Als sie zurückkam, sprudelte sie nur noch vor Energie und erzählte mit leuchtenden Augen von den Orten, an denen sie gewesen war, und von den Leuten, die sie kennengelernt hatte. Von da an hatte sie die Reiselust gepackt, und sie begann, Work-shops und Seminare im ganzen Land abzuhalten. Aber so lange wie dieses Mal – fast zwei Monate – war sie noch nie weg gewesen, und ich wusste nicht einmal, wo sie überhaupt war.

Das war wohl auch der Grund, wieso Dad so sauer auf sie war.

„Verdammt, Gloria. Wann hörst du endlich auf, dich wie ein unreifes Kind zu benehmen, und kommst nach Hause? Wann kommst du zu uns zurück... ich meine, für immer?" Als ich hörte, wie bei den Worten beinahe die Stimme versagte, brach es mir fast das Herz. „Gloria", murmelte er. „Wir lieben dich, Gloria. Bailee und ich vermissen dich. Wir wollen, dass du nach Hause kommst."

Ich drückte mich an die Wand, die Dad und mich trennte, und biss mir auf die Unterlippe. Das war irgendwie ganz schön traurig. Ich meine, warum ließen sie sich verdammt noch mal nicht einfach scheiden? War ich die einzige, die kappierte, dass es zwischen ihnen nicht mehr funktionierte? Was hatte es für einen Sinn, verheiratet zu sein, wenn Mom sowieso nie da war?

„Gloria...", sagte mein Vater, und ich hatte das Gefühl, dass er gleich anfangen würde zu weinen. Dann hörte ich, wie er das Telefon auf die Arbeitsplatte legte. Das Gespräch war beendet.

Ich gab ihm noch ein paar Minuten, bevor ich in die Küche ging. „Hey, Dad, alles okay?"

„Klar", sagte er. Er konnte noch schlechter lügen als ich. „Alles bestens, Maus. Ich habe nur gerade mit deiner Mom telefoniert... und ich soll dir einen Kuss geben, und sagen, dass sie dich lieb hat."

„Und wo steckt sie gerade?"

„Kalifornien", sagt er. „Sie hält dort an einer Highschool einen Vortrag und besucht bei der Gelegenheit deine Tante. Nicht schlecht, oder? Du kannst deinen Freundinn erzählen, dass deine Mutter gerade in O. C., California ist. Du magst die Serie doch, oder?"
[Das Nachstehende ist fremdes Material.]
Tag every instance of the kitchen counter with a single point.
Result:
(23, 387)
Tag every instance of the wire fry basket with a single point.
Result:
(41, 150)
„Ja, schon", sagte ich. „Aber sie wurde vor ein paar Jahren abgesetzt."

„Oh, tja, ich bin wohl nicht mehr auf dem Laufenden, Schatz."

Ich sah, wie sein Blick zu der Arbeitsplatte wanderte, wo der Autoschlüssel lag. Als er merkte, dass ich ihn dabei beobachtete, schaute er hastig wieder weg, bevor ich irgendetwas sagen konnte. „Hast du heute Abend noch etwas vor?"

„Na ja, ich weiß noch nicht so genau..." Ich räusperte mich, weil ich nicht wusste, wie ich meinen Satz formulieren sollte. Dad und ich machten nie besonders viele Worte um irgendetwas.

„Ich könnte auch zu Hause bleiben und wir schauen ein bisschen zusammen fern. Was meinst du?"

„Unsinn, Schatz", sagte er und lachte nicht wirklich überzeugend. „Triff dich mit deinen Freundinnen und amüsier dich. Ich wollte heute sowieso ein bisschen früher ins Bett."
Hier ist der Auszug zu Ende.